Frank Gaffney, a Reagan-era Pentagon official who now runs a group called the Center for Security Policy, is one of the main originators of the baseless conspiracy theory that American Muslims are secretly plotting to replace the Constitution with Taliban-style Islamic law. (He also called Obama America’s “first Muslim president” and sees Muslim Brotherhood conspiracies in government agency logos.) Now Rep. Michele Bachmann is alleging that one of Secretary of State Hillary Clinton’s close aides, Huma Abedin, is a secret agent for the Muslim Brotherhood—and there’s a Gaffney connection there, too. As Eli Lake noted the New Republic in July of last year, Gaffney was once an adviser to Bachmann’s presidential campaign. 

As Salon‘s Alex Seitz-Wald points out, you have to go to absurd lengths to tie Abedin to the Brotherhood:

  • You have to ignore her marriage to the ardently pro-Israel disgraced New York Congressman Anthony Weiner. (Of course: it’s the perfect cover.)
  • Abedin’s also an executive branch official, an aide to one of the top members of the president’s cabinet, and subject to extensive background checks. (Presumably the security agencies charged with performing background checks are in on the conspiracy.)
  • In her 16-page letter detailing her accusations, Bachmann “hints that she has access to secret information as a member of the House Select Committee on Intelligence supporting her claims but can’t make it public,” Seitz-Wald notes. (Given their silence, we can only assume that the rest of the committee, Democrats and Republicans alike, sit at home memorizing the insights of Sayyid Qutb on their iPads.)

The mainstreaming of this sort of anti-Muslim quackery is having actual real world consequences abroad.

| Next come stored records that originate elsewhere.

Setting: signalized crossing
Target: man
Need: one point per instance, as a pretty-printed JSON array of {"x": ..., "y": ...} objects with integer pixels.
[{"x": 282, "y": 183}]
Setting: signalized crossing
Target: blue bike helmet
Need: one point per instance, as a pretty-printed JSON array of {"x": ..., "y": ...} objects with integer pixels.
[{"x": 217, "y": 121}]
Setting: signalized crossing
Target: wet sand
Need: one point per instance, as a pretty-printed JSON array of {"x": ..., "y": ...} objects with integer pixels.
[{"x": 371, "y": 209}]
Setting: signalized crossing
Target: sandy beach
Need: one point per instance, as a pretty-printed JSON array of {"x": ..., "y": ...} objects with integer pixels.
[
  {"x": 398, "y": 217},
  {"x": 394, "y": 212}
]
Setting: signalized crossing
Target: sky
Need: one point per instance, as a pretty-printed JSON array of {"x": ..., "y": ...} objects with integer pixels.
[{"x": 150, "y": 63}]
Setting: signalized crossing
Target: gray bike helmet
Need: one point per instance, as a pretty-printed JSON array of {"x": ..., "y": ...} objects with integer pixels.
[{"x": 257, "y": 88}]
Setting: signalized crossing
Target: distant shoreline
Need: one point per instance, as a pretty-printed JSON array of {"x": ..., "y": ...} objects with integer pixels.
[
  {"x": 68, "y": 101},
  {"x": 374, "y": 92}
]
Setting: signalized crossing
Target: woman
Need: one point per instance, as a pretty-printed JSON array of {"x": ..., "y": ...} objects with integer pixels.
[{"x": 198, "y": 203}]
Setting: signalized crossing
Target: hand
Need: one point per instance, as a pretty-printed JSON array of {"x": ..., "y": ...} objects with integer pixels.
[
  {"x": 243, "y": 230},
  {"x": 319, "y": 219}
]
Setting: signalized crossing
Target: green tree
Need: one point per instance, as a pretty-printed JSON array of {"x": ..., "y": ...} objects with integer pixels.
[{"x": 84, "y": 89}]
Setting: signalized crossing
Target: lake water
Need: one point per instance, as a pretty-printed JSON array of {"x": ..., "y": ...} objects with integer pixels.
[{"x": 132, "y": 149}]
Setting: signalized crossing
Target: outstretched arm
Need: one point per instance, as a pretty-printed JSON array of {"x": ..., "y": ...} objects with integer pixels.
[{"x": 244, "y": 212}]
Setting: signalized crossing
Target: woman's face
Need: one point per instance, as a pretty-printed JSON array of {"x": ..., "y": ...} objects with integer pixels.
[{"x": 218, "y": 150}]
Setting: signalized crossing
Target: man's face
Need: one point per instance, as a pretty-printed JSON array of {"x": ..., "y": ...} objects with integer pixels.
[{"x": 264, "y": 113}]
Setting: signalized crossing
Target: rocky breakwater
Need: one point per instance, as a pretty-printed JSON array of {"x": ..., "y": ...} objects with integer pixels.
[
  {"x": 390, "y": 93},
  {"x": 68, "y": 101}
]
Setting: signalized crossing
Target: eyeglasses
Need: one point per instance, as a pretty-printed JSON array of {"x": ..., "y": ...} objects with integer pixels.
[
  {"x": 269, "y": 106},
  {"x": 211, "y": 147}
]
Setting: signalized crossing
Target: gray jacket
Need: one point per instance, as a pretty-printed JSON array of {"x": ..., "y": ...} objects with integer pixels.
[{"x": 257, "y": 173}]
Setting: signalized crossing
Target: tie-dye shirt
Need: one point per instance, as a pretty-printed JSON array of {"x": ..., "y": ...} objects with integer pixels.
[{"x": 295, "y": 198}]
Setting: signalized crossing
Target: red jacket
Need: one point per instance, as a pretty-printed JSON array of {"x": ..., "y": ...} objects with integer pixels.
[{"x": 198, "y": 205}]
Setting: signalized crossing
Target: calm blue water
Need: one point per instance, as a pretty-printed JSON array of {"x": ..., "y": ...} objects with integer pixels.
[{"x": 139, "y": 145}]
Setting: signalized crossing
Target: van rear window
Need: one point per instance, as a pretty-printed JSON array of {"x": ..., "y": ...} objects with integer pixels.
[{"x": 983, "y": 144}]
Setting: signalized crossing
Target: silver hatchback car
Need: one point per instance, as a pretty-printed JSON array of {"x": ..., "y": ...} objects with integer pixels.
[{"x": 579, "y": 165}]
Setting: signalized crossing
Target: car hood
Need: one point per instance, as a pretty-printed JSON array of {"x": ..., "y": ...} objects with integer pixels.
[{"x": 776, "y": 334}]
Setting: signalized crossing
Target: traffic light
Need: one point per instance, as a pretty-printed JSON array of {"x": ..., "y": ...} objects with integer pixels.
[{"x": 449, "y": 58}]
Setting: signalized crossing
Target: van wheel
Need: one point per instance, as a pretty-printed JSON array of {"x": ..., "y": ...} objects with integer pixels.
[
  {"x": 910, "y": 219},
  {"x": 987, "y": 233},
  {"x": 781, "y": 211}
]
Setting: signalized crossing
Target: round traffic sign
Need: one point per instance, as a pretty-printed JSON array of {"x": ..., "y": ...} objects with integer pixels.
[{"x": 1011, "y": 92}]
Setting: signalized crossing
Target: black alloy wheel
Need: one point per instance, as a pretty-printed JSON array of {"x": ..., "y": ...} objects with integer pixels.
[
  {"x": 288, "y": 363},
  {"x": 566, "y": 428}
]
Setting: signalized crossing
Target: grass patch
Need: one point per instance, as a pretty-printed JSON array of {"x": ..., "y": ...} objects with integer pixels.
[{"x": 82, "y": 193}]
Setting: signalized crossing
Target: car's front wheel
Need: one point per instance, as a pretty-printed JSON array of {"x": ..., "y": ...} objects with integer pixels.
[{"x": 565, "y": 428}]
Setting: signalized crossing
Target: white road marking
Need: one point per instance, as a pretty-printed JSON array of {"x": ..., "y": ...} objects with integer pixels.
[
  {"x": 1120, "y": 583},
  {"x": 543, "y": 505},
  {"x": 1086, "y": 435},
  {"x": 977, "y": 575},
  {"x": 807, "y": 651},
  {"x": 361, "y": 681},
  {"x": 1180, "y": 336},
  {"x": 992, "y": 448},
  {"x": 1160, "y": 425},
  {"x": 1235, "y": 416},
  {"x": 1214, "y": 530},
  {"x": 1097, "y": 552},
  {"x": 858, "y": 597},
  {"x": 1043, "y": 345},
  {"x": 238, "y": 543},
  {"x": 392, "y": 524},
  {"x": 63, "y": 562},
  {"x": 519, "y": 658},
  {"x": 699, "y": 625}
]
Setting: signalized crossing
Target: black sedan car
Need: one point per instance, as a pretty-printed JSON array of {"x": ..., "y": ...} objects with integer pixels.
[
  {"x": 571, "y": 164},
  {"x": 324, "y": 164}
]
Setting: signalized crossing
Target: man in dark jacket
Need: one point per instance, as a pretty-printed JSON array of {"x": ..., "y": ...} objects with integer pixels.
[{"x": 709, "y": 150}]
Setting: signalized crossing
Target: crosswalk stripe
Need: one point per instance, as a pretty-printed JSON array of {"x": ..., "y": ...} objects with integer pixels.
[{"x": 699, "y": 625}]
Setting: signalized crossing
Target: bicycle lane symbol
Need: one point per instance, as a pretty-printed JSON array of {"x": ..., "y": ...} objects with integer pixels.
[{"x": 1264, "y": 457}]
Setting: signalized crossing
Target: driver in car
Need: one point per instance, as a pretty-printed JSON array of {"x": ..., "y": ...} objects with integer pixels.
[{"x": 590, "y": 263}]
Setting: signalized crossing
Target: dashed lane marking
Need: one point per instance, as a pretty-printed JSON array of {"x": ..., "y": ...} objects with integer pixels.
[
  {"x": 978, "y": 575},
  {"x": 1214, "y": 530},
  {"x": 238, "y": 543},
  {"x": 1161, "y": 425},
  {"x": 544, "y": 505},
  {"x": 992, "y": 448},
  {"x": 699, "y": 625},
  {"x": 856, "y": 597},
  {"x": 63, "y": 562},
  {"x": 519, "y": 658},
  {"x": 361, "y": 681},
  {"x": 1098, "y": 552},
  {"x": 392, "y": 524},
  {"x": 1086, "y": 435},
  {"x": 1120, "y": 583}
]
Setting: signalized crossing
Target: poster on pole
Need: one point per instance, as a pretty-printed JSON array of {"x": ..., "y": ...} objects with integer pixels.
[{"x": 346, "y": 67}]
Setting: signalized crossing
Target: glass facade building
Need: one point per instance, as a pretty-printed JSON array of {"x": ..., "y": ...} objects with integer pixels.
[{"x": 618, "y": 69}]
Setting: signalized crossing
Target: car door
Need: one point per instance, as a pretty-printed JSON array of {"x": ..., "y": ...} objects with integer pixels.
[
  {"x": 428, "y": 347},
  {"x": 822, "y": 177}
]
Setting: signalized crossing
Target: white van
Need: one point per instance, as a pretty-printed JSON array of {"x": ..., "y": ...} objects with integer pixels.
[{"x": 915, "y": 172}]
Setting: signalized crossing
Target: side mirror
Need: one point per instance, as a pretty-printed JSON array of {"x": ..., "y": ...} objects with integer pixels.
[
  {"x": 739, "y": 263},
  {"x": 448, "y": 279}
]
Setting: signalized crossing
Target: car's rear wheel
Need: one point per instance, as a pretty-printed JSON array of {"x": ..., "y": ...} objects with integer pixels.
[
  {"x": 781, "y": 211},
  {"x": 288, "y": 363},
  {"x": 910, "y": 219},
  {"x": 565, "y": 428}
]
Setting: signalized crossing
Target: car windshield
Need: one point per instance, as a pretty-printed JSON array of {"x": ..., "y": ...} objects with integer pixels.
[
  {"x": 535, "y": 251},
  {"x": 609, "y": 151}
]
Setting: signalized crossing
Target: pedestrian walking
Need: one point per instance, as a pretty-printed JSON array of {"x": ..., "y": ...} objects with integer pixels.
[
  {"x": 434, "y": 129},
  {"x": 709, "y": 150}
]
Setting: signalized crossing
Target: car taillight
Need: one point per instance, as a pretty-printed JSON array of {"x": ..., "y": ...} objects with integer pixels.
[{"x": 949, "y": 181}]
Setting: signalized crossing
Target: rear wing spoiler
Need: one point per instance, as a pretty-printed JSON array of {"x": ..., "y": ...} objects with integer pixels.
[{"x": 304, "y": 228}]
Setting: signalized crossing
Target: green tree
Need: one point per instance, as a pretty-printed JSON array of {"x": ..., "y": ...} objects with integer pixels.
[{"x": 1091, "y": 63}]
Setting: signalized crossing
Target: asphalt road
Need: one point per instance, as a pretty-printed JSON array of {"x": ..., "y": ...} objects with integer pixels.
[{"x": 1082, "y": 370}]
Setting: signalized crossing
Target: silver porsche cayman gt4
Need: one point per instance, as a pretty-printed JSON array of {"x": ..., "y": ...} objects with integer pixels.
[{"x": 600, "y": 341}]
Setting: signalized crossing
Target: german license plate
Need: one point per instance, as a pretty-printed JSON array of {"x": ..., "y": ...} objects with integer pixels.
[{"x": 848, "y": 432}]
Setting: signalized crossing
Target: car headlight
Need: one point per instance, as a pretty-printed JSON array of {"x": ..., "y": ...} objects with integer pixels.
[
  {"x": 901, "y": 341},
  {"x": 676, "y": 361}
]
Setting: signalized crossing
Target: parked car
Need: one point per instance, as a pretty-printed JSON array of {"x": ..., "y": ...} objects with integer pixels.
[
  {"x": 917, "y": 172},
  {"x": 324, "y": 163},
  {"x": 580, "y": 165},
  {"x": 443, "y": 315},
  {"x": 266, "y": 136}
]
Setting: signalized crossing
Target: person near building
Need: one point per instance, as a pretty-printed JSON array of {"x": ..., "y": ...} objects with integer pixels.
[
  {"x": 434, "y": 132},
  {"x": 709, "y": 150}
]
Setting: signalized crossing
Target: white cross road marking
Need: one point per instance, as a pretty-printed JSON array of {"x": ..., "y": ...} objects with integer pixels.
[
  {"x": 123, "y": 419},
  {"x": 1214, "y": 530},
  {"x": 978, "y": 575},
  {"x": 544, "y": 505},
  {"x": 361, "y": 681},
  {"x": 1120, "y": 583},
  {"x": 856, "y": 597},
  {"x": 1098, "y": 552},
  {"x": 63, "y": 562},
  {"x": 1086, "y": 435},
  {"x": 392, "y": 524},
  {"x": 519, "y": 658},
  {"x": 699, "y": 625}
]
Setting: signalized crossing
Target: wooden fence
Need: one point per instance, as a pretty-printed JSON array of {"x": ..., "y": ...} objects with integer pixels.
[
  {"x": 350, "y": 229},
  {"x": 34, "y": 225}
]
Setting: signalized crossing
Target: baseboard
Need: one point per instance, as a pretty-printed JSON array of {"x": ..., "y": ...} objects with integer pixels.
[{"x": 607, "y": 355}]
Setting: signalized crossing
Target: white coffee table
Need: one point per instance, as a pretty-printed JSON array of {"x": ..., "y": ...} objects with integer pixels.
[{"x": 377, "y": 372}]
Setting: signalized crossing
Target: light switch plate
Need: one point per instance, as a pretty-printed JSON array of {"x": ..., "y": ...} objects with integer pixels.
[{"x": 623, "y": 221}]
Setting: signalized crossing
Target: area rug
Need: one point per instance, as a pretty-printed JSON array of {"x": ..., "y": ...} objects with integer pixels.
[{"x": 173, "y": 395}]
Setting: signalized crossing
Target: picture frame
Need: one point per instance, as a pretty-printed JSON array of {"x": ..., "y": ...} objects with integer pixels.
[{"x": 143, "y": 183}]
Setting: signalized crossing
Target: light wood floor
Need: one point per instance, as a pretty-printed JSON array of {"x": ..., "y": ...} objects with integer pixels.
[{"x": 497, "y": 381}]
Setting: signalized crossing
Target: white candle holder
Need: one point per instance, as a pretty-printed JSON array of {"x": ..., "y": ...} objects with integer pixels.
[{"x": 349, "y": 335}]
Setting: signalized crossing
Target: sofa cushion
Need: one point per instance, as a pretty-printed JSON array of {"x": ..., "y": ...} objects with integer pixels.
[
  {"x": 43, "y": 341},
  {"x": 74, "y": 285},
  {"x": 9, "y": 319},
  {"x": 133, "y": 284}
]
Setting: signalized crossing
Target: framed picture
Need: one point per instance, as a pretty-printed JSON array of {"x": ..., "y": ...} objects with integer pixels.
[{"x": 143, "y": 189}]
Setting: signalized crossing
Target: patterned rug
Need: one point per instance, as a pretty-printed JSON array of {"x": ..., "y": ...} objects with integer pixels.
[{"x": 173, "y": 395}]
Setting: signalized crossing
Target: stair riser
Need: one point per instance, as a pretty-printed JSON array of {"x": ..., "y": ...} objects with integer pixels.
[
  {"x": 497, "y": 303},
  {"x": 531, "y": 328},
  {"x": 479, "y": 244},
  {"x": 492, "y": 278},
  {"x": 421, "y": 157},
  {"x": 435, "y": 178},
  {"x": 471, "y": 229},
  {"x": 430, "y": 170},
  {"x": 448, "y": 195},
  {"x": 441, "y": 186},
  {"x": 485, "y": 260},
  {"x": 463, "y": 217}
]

As the New York Times Robert Mackey reports, some Egyptians, spurred on in part by Egyptian pundit Tawfik Okasha (dubbed Egypt’s Glenn Beck) have now bought into the notion, repeated endlessly on conservative blogs, that the Obama administration is covertly supporting the Muslim Brotherhood and helped engineer its success in Egypt. (How the Obama team was unable to repeat such flawless manipulation of domestic politics in Libya, where the Brotherhood’s local affiliate was defeated, is anyone’s guess).

It’s tempting sometimes to dismiss the right’s conspiracy theorizing about Muslims as laughable (Shariah turkeys, ect), just because it’s so far-fetched. But as with the so-called “Ground Zero Mosque,” the rash of unconstitutional “anti-Sharia” laws being proposed across the country, and the general formenting of suspicion and fear of Muslims throughout the country, this stuff has real consequences. From a national security perspective, it makes actual radicalism harder to identify, making it harder to see genuine threats when they emerge.